中国が進出する。中国へ進出する。その光と影②

2009.08.11

経営・マネジメント

中国が進出する。中国へ進出する。その光と影②

洲崎 智広

今、旬である中国市場に関するレポート

携帯ゲームコンテンツを会社を北京で設立した直後に起きた悲劇、それは
突然の当局の規制でした。

①当局による突然の締め付けと規制
当時ですが、携帯コンテンツを配信する場合、日本では、コンテンツプロバイダーが直接キャリアへコンテンツを提供し、その後会員が入会するごとに、月額の会員料金が入る仕組みです。
中国では(当時)、このコンテンツプロバイダーとキャリアの間に、サービスプロバイダーが介在します。つまり、直接キャリアにコンテンツプロバイダーがコンテンツを提供できない仕組みになっています。(日本ですとサービスプロバイダーというと、インターネット時のイメージですね。)

このサービスプロバイダーに規制がかかりました。設立して、3か月後のことです。もともと、コンテンツ会社設立時に提携していたサービスプロバイダーですが、事実上関係会社でした。
それは良かったのですが、突如、資本金を日本円で、1億円にしろ、という当局の突然の規制が入ったのです。これは、あまりに寝耳に水で、驚きました。
当時ですが、雨後のタケノコのように、このサービスプロバイダーがあちこちに設立されておりました。これでは、当局が管理できない、ということで、資本金を積めない企業は、廃業しろ、という命令。これにより、財務力のあるサービスプロバイダーが残ることに。
慌てて、当時のパートナーであった中国人に無理やり1億円を集めていただき、事なきを得ました。

今考えると、このような当局の動きは、どの業界にも恐らく通じるものがあります。最近で、私が関連している中国市場での規制でいえば、クレジットカードの販売に関する規制です。中国では、原則銀行しかクレジットカードは発行できないのですが、その提携先の販売代理店が、その代行をできたのですが、これも4月以降は禁止されています。ほぼ突然に近いものです。(クレジットカードですので、犯罪が多いのが背景にあります。)ちなみに、カードを作る「個人」という関連でいえば、日本の個人情報保護法に匹敵するような法律も、今年の全人代<日本で言う国会>で制定されました。
(日本で昔、名簿屋で個人データが売買されていたように、中国もごく最近までそのような慣習があった、ということです。今年になって禁止です。)

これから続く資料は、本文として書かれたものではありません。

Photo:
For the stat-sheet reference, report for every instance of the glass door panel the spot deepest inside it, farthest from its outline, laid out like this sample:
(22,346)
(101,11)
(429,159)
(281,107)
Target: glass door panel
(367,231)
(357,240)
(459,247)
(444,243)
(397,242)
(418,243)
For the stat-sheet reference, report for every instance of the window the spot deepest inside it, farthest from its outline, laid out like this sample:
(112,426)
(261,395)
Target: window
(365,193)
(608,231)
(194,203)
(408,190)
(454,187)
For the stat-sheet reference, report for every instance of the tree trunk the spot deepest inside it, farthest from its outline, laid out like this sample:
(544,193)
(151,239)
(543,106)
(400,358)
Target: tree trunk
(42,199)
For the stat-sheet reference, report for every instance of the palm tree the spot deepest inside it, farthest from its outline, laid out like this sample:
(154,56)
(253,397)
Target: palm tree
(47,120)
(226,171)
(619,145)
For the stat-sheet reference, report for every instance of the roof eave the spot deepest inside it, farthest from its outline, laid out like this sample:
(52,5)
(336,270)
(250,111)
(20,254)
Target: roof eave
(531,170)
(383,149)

それからもうひとつ、中国で企業を運営して泣かされたことは
②著作権・知的所有権に関する意識の希薄さ
これは、皆さんもご承知のことと思います。ゲームを扱っていますので、画面上のキャラクターもそうですが、プログラムも当然ながら、著作権が発生します。しかし、これらをまねたり、盗んだりは(日本でもありますが)、かなり頻繁と言わざるを得ないでしょう。
当時のプログラマーの社員が、ゲームのプログラムを盗もうとして、直前に発覚し、即解雇し、これも事なきを得ました。これは、今の企業でも問題として存在するはずです。